Talk: Flow-based Influence Graph Visual Summarization
Prof. Lei Shi (http://lcs.ios.ac.cn/~shil/)
Institute of Software, Chinese Academy of Sciences
11am, August 4, 2014.
Lei Shi is an associate research professor in the State Key Laboratory of Computer Science, Institute of Software, Chinese Academy of Sciences. Before 2012, he was a staff researcher, research staff member and research manager at IBM Research - China, working on information visualization and visual analytics. He holds B.S. (2003), M.S. (2006) and Ph.D. (2008) degrees from Department of Computer Science and Technology, Tsinghua University. His research interests span Information Visualization, Visual Analytics, Network Science and Networked Systems. He has published more than 50 papers in refereed conferences and journals. He is the recipient of IBM Research Accomplishment Award on "Visual Analytics" and the VAST Challenge Award twice in 2010 and 2012. He is now leading/participating a few national projects such as NSFC and the 973 program.
Visually mining a large influence graph is appealing yet challenging. People are amazed by pictures of newscasting graph on Twitter, engaged by hidden citation networks in academics, nevertheless often troubled by the unpleasant readability of the underlying visualization. Existing summarization methods enhance the graph visualization with blocked views, but have adverse effect on the latent influence structure. How can we visually summarize a large graph to maximize influence flows? In particular, how can we illustrate the impact of an individual node through the summarization? Can we maintain the appealing graph metaphor while preserving both the overall influence pattern and fine readability?

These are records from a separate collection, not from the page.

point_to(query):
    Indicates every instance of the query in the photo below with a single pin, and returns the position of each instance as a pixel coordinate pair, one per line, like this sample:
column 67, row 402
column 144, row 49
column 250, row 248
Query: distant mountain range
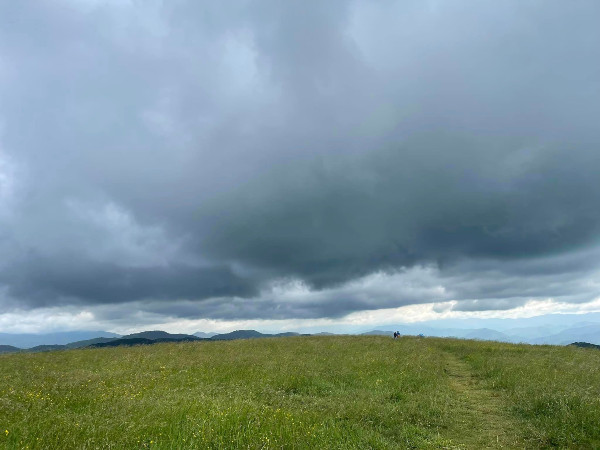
column 582, row 332
column 142, row 338
column 504, row 330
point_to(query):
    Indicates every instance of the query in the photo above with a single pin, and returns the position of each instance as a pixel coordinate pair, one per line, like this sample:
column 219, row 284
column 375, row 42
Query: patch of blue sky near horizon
column 72, row 319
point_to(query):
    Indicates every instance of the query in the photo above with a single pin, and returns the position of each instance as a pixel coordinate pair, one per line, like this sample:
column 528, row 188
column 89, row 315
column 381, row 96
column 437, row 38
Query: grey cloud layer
column 169, row 153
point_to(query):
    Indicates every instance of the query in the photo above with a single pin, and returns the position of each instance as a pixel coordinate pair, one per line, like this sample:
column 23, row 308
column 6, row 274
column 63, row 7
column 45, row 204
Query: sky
column 201, row 166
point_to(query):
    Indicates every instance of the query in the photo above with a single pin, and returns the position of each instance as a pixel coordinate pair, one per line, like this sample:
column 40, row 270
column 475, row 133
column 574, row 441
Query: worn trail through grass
column 483, row 411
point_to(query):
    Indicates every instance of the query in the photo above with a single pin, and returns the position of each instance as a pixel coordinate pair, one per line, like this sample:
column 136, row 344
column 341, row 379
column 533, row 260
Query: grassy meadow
column 303, row 392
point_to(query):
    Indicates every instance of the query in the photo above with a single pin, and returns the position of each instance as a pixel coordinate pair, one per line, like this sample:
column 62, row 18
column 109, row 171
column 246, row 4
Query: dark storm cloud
column 184, row 151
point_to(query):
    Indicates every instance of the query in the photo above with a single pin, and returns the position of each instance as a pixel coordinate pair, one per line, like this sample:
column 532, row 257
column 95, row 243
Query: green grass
column 305, row 392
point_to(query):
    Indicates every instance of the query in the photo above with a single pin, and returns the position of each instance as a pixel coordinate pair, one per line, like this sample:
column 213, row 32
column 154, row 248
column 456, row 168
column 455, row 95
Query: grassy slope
column 304, row 392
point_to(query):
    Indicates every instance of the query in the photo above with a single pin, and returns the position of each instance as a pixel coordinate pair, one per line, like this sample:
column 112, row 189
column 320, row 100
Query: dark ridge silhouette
column 9, row 349
column 141, row 341
column 249, row 334
column 157, row 334
column 46, row 348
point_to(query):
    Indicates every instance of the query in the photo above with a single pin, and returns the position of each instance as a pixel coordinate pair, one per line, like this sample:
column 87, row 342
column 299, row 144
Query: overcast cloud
column 297, row 160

To answer these questions, we first formally define the influence graph summarization problem. Second, we propose an end-to-end framework to solve the new problem. Our method can not only highlight the flow-based influence patterns in the visual summarization, but also inherently support rich graph attributes. Last, we present a theoretic analysis and report our experiment results. Both evidences demonstrate that our framework can effectively approximate the proposed influence graph summarization objective while outperforming previous methods in a typical scenario of visually mining academic citation networks.
Joint work with Hanghang Tong, Jie Tang and Chuang Lin.